心臓外科医が教える患者のための基礎知識(3)心臓のあたりが痛い…大概は「逆流性食道炎」
「心臓病が心配です!」と言って患者さんが受診してきます。
どうして心臓病が心配なのか、その根拠を聞くと「心臓のあたりが痛いです」。
なるほど、それは心臓病が原因かも知れません。しかし、大概は逆流性食道炎という状態です。酸性度の強い胃液がときおり逆流して食道に流れ込んでしまうと、息苦しい感覚に襲われたり、みぞおちや背中、左乳首の上あたりにキリキリとした痛みを感じてしまうことがあります。通称、ガード(GERD)と呼ばれています。

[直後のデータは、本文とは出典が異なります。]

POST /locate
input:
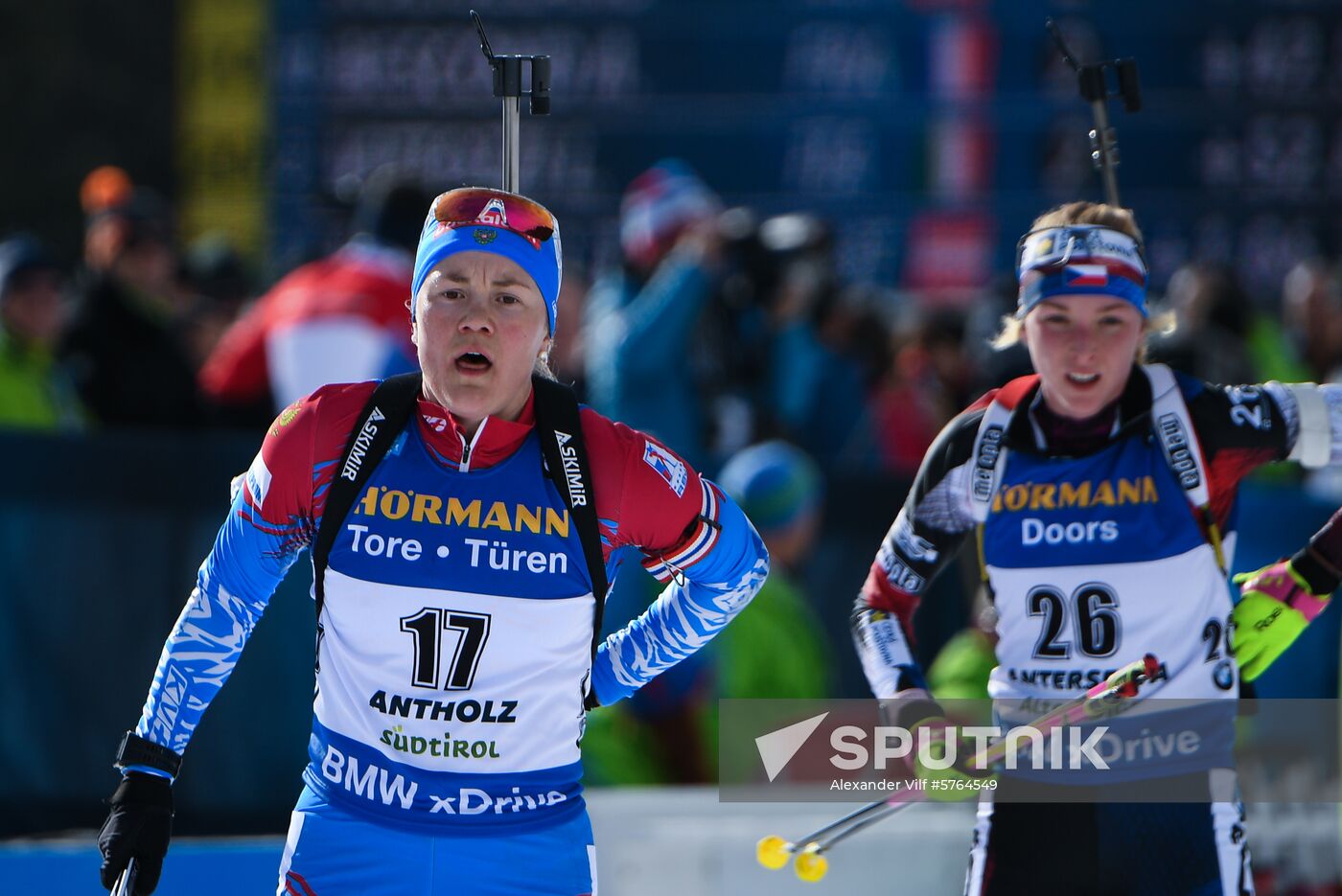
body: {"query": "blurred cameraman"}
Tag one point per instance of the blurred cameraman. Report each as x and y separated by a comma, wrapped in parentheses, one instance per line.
(641, 319)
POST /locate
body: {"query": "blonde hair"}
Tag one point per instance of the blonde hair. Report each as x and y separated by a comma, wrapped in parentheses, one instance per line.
(1103, 215)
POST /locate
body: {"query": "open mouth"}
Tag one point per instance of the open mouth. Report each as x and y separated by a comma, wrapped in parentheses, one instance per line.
(473, 362)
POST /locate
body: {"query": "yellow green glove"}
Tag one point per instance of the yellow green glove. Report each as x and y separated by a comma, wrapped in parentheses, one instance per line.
(1275, 605)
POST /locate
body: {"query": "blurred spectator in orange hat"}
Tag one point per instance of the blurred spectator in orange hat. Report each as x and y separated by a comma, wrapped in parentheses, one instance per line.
(34, 391)
(342, 318)
(123, 349)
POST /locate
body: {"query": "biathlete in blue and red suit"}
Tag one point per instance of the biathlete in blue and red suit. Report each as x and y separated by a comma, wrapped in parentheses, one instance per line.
(1100, 499)
(455, 610)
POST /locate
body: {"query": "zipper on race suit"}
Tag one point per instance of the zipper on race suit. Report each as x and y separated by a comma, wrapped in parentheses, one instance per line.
(467, 446)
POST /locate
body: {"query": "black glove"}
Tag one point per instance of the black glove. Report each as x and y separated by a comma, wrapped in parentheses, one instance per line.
(138, 826)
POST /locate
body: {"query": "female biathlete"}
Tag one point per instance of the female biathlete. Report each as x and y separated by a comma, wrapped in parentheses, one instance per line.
(1099, 494)
(456, 605)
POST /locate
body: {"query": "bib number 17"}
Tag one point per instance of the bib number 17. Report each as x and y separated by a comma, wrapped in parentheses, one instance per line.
(431, 650)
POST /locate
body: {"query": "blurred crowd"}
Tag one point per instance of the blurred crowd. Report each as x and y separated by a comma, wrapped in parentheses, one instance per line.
(728, 334)
(718, 331)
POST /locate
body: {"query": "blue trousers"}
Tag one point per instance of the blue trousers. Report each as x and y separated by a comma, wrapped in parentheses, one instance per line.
(332, 852)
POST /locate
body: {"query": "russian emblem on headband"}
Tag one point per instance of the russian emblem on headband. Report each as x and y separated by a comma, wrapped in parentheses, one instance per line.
(493, 214)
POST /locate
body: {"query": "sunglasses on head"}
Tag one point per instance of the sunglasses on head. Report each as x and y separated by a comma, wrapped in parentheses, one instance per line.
(1053, 247)
(480, 205)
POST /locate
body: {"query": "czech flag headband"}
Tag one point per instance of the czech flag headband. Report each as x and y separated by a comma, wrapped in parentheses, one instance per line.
(1079, 259)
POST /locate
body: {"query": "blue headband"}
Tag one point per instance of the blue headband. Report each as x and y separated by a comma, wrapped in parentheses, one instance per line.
(544, 264)
(1080, 259)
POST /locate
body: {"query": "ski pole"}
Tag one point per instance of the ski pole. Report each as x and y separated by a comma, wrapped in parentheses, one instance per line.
(808, 852)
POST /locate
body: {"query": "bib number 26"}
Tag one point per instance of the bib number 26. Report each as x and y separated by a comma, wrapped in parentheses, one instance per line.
(1090, 611)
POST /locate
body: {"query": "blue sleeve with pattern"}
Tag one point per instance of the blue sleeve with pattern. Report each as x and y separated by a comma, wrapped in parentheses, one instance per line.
(234, 585)
(711, 576)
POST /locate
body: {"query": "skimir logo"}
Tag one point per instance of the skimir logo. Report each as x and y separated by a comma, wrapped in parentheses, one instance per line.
(361, 445)
(569, 455)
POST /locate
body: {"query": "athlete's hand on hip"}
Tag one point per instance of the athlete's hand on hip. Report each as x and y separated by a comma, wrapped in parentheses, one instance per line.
(138, 826)
(1275, 605)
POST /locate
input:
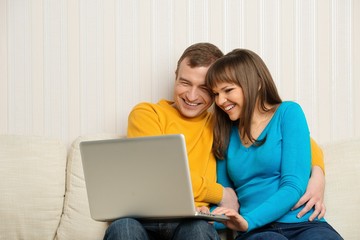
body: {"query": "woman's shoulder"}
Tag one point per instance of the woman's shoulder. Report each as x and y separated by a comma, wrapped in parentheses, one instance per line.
(289, 105)
(290, 108)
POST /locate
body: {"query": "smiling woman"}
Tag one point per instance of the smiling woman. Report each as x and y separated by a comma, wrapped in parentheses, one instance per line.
(264, 152)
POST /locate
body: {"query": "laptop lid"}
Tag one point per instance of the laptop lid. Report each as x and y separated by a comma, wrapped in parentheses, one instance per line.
(144, 177)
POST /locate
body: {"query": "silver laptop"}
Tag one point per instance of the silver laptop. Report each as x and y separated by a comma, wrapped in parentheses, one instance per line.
(144, 177)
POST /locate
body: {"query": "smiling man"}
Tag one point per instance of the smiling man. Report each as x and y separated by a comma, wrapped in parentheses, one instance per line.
(186, 114)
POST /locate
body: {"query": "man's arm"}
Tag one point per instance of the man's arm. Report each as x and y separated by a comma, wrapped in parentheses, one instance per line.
(314, 195)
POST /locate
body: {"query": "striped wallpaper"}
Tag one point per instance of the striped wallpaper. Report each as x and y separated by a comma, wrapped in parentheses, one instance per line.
(77, 67)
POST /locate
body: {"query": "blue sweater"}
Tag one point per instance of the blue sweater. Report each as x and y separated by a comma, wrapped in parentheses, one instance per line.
(269, 179)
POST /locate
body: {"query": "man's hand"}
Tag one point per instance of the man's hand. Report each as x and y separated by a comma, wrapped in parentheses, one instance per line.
(236, 221)
(314, 195)
(229, 199)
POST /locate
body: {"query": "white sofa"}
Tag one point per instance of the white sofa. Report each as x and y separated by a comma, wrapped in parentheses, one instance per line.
(43, 195)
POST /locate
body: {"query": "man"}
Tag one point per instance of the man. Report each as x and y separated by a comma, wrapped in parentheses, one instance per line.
(187, 114)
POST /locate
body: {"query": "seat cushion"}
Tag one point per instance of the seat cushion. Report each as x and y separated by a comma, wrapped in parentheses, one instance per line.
(32, 186)
(76, 222)
(342, 195)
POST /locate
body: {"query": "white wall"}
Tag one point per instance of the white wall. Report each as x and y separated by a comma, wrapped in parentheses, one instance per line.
(75, 67)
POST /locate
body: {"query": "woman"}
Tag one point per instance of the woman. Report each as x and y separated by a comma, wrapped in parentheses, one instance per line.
(264, 145)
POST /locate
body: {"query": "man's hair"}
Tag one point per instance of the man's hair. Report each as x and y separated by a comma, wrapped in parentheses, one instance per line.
(200, 55)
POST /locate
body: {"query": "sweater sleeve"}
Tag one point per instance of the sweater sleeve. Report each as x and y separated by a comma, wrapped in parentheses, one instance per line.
(143, 120)
(317, 156)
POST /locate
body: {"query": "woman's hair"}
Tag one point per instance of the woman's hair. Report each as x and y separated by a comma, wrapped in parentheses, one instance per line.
(200, 55)
(248, 71)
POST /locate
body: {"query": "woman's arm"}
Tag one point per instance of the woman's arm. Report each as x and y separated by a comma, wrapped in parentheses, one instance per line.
(314, 195)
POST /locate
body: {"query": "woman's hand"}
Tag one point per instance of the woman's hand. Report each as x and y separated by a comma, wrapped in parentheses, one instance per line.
(314, 195)
(229, 199)
(236, 221)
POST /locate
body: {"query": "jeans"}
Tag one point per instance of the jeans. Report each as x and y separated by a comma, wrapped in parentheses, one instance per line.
(314, 230)
(129, 228)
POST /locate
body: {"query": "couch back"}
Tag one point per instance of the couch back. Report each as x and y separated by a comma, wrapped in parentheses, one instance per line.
(342, 191)
(43, 194)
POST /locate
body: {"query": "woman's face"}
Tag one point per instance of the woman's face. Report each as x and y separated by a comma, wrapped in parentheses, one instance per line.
(230, 98)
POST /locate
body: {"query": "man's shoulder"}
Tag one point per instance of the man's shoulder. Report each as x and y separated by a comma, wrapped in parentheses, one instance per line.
(149, 105)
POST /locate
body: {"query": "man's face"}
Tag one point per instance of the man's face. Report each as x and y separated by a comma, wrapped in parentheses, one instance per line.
(191, 96)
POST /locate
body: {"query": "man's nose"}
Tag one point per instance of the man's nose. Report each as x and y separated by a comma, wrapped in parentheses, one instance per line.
(193, 94)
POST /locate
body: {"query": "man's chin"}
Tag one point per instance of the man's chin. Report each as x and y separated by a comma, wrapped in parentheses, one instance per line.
(191, 113)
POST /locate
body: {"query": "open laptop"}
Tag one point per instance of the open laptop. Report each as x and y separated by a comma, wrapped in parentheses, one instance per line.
(144, 177)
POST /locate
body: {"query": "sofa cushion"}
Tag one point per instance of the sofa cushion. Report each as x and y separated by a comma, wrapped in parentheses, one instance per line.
(342, 195)
(76, 222)
(32, 186)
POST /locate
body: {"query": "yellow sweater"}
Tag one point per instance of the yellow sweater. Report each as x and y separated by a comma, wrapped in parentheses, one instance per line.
(148, 119)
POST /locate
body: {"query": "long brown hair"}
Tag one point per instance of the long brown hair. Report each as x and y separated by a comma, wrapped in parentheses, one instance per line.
(247, 70)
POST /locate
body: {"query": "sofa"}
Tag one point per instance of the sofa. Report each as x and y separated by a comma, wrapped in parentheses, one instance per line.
(43, 194)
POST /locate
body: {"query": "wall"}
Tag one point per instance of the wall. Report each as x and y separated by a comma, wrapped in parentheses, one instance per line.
(75, 67)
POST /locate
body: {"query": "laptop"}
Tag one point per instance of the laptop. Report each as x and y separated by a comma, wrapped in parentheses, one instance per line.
(143, 177)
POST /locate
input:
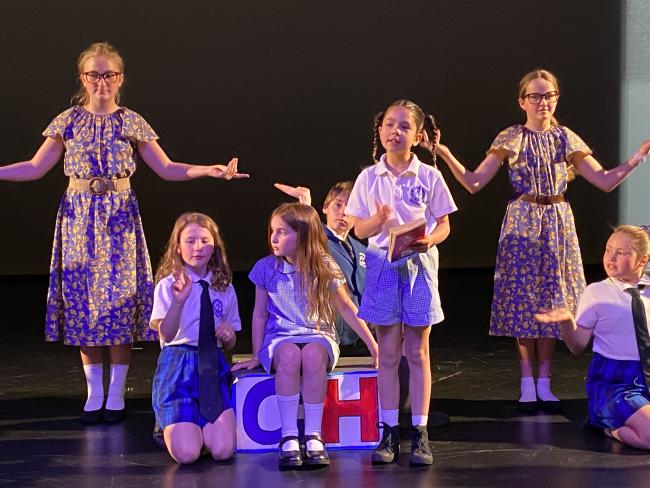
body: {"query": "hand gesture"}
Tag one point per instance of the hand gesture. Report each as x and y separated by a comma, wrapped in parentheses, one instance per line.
(181, 286)
(302, 193)
(252, 363)
(224, 332)
(546, 315)
(226, 172)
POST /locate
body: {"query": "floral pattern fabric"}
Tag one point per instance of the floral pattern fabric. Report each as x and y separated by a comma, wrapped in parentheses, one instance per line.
(101, 284)
(538, 261)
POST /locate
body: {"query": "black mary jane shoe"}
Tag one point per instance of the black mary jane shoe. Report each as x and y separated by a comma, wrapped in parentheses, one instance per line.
(527, 408)
(551, 408)
(316, 457)
(113, 416)
(289, 459)
(90, 417)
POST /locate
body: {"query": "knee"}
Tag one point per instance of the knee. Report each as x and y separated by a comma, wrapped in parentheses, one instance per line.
(184, 453)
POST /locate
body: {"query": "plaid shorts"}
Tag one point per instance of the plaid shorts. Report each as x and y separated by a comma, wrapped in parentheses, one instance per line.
(175, 389)
(402, 292)
(615, 389)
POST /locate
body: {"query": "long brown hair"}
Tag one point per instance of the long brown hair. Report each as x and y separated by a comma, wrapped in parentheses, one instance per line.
(96, 49)
(313, 264)
(172, 262)
(534, 75)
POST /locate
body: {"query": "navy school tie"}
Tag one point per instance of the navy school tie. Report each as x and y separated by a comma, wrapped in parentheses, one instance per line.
(210, 402)
(641, 330)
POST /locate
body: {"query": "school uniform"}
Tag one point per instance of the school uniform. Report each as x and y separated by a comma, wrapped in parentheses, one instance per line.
(405, 291)
(615, 384)
(353, 265)
(288, 318)
(175, 389)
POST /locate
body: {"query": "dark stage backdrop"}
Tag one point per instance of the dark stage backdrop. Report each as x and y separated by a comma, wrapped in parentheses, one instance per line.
(291, 87)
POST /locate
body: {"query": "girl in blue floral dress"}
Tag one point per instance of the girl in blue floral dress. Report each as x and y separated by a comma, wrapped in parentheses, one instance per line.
(101, 284)
(538, 258)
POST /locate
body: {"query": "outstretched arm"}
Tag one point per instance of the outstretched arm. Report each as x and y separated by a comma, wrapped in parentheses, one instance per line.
(43, 161)
(607, 180)
(157, 160)
(575, 337)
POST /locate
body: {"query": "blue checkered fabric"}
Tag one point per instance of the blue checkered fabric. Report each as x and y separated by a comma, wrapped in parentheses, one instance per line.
(402, 292)
(615, 390)
(175, 389)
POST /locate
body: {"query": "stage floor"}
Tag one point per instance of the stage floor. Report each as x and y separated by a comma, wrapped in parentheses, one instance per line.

こんなふうに、心臓病かも知れない、という症状を引き起こすのは、逆流性食道炎以外にも胆石症、気胸などたくさんあります。いろいろと可能性があるので「犯人捜し」は簡単ではありません。胃カメラでのぞいても、あまり情報は得られません。逆流性食道炎が起こっていても、胃カメラで観察しても胃や食道の粘膜が「これはヒドイ!」となっているとは限らないのです。
まずは胃酸を抑える薬を飲んで様子を見ます。心臓病の治療を受けるつもりで来た患者さんに、胃や食道、胆のう、肺といった他の臓器の病気も疑う必要があるのです。